Organic labeling program should be plowed under – The San Diego Union-Tribune

The “skinny” budget proposed by the White House a few weeks ago will undergo significant changes as it wends its way through the maze of congressional committees, but it’s clear that the president and his economic advisers really do want to take a scalpel to programs that are marked by waste, fraud and abuse. OMB Director Mick Mulvaney said during a March 16 press briefing that the government shouldn’t spend money on programs simply because they “sound good.”

Several programs at the Department of Agriculture would be eliminated in the president’s budget, and we suggest another — one that involves the government in providing benefits to special interests: the National Organic Program, which is subsidized to the tune of $160 million a year and has more in common with Whole Foods’ marketing department than sound government. For example, it is charged with “protecting the integrity of the USDA organic seal, from farm to market, around the world.”

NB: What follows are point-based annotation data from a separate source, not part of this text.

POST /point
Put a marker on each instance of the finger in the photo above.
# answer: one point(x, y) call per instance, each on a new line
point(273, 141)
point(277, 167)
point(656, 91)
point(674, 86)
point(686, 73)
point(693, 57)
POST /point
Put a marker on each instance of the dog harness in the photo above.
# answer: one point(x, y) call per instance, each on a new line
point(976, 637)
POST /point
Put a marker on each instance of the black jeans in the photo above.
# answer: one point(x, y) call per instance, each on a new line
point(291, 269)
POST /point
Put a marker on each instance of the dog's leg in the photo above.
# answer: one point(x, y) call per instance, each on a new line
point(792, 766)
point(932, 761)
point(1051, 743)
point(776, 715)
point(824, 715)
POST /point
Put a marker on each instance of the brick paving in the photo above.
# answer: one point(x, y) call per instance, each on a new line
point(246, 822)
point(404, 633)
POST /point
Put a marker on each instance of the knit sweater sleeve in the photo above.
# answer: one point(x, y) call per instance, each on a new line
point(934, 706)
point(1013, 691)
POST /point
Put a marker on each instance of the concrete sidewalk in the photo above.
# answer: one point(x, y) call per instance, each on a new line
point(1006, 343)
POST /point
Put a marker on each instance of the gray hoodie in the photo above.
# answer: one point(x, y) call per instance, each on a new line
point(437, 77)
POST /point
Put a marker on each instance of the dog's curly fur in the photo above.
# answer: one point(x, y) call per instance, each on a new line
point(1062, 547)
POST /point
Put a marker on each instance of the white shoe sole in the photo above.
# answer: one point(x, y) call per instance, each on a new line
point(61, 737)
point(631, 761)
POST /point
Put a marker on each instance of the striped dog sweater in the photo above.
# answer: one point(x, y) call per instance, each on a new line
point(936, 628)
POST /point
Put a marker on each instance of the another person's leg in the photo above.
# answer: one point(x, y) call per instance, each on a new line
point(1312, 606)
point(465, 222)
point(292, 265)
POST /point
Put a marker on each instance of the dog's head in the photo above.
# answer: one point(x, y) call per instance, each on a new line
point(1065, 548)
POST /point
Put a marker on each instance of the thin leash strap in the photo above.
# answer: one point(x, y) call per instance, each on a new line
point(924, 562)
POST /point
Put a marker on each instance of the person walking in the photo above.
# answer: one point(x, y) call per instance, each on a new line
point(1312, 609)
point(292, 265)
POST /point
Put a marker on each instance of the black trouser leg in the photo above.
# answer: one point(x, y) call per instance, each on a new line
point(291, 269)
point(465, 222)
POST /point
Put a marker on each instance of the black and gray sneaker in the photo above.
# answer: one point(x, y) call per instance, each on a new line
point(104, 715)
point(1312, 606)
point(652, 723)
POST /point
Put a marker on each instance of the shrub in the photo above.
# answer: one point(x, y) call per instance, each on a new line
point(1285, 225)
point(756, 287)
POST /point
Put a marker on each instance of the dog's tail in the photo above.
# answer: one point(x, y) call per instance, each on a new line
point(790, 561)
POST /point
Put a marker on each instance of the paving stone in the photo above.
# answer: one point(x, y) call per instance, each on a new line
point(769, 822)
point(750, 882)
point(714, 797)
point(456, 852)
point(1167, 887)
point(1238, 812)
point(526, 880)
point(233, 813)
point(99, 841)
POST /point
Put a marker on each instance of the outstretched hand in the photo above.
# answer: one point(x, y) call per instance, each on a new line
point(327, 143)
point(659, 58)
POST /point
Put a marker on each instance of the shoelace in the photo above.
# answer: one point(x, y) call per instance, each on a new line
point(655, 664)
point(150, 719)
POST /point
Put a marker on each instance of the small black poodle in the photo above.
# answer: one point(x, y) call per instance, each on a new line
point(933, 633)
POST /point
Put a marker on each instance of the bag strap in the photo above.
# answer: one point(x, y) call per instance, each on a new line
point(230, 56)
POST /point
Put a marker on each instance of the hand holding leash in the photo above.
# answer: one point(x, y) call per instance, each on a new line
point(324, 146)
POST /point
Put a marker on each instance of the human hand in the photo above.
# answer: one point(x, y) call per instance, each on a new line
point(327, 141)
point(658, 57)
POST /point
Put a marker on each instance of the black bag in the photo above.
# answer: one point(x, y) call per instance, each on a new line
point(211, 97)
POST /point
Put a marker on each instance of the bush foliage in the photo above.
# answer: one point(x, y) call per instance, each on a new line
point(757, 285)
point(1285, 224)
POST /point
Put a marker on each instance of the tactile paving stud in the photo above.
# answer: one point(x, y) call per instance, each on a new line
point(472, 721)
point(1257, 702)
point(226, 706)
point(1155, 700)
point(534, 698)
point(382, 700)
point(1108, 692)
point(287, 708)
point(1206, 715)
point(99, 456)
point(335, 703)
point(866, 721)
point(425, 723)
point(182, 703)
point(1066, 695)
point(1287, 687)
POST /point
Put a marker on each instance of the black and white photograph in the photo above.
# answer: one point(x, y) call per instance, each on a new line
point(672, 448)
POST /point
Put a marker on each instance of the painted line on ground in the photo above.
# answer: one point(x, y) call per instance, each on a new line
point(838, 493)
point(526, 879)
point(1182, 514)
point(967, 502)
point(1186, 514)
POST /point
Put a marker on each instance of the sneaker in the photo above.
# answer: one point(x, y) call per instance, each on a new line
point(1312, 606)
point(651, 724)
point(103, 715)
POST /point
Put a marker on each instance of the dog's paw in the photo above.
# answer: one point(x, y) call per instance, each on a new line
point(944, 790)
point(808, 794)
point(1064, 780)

Related: More consumers shopping organic

The thing is, the integrity of the organic seal has nothing to do with benefit to consumers, farmers or the environment. So what does it mean? Well, when it was established in 1990, Secretary of Agriculture Dan Glickman emphasized the fundamental meaninglessness of the organic designation: “Let me be clear about one thing, the organic label is a marketing tool. It is not a statement about food safety. Nor is ‘organic’ a value judgment about nutrition or quality.”